Bimbo morto a 5 anni: sotto accusa i fumi dell’Ilva

Quando un bimbo muore a 5 anni per un tumore non sembra che ci sia molto da aggiungere, ma non è giusto dimenticare e perdere la memoria di tragedie così grandi che rimangono in sospeso, come l’interrogativo se tutto ciò potesse mai essere stato evitabile.

Sono ancora da confermare le ipotesi fatte fin da subito dai familiari del piccolo Lorenzo Zaratta, morto quasi due anni fa a soli 5 anni. Eppure già le prime indagini scientifiche e mediche sembrano dare ragione a quel primo grido di disperazione che si era sollevato quando il piccolo si era ammalato di tumore al cervello.  

Il lungo calvario di Lollo, durato quanto la sua stessa vita

Già il 17 agosto 2012 il padre Mauro era salito sul palco durante una manifestazione contro gli avvelenamenti del polo siderurgico che seguirono il sequestro dei sei reparti dell’area a caldo dell’Ilva e aveva mostrato le foto del figlio intubato, sofferente per il tumore che lo aveva aggredito e lo stava consumando. Sosteneva che “da quei camini” uscisse “gas in grado di modificare il Dna e provocare errori genetici come quelli del  figlio.” 
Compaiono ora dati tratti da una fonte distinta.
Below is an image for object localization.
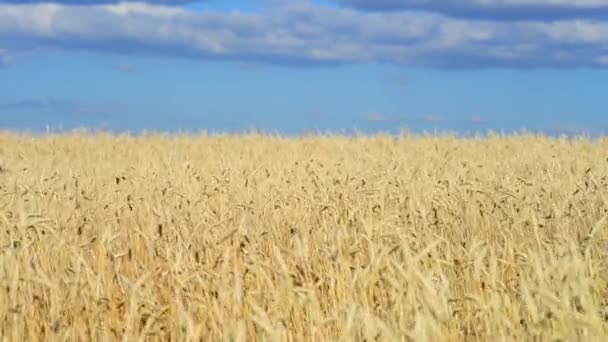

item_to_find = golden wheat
[0,133,608,341]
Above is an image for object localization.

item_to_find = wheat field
[0,133,608,342]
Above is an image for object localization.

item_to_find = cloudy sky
[0,0,608,134]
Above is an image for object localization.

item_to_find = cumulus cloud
[335,0,608,20]
[0,0,608,68]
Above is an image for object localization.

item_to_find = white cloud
[0,0,608,68]
[335,0,608,20]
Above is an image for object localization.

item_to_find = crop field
[0,133,608,342]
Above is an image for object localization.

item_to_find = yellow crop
[0,133,608,341]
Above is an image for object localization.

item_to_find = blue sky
[0,0,608,135]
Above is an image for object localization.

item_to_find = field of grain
[0,133,608,341]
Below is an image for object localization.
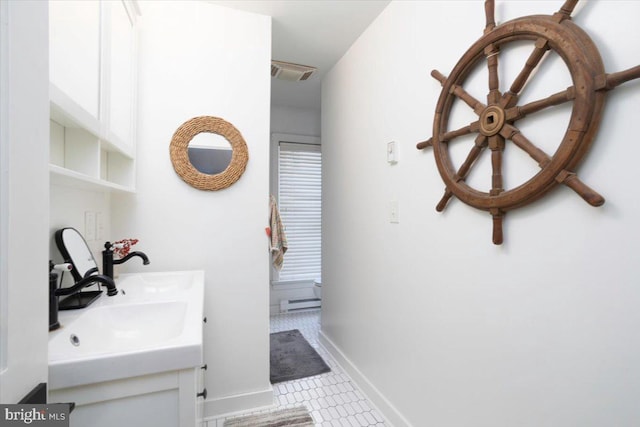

Lollo si era ammalato a soli tre mesi di vita e ha lottato per 5 anni lunghissimi anni in cui ha conosciuto solo sofferenza, è stato sottoposto a ben 25 operazioni chirurgiche e numerosi cicli di chemioterapia molto pesanti. Eppure ha sempre combattuto da vero eroe, diventando uno dei simboli della lotta all’inquinamento nella terra dell’Ilva. 

Un’intera famiglia vittima dei fumi dell’Ilva

Fin da subito è stato detto che la mamma Roberta aveva lavorato nel quartiere Tamburi prima e durante la gravidanza, proprio vicino al complesso industriale, e questo poteva essere una causa importante per la malattia del piccolo; inoltre il padre sottolineava come anche i suoi nonni e sua madre lavorassero lì e fossero morti di tumore a loro volta. L’esposizione della mamma in una zona così a rischio tra ciminiere e parchi minerari può aver determinato la contaminazione fatale per il bambino. 

Sembrava che l’accusa della mamma e del papà del piccolo Lorenzo non potessero essere provate e invece, stando alle ultime prove consegnate alla Magistratura, pare che questa storia possa essere tragicamente confermata. Dall’analisi di alcuni campioni organici, predisposta già a suo tempo, è emerso un risultato sconvolgente: nel cervello di Lorenzo c’erano “numerosi corpi estranei” di natura metallica e ceramica. Nel suo corpo erano presenti acciaio e altre sostanze che non dovevano esserci, come ferro, zinco e persino silicio e alluminio.

Ora il procedimento giuridico continuerà per accertare la verità in ogni senso, rendere giustizia al piccolo Lorenzo e aiutare tante vittime come lui.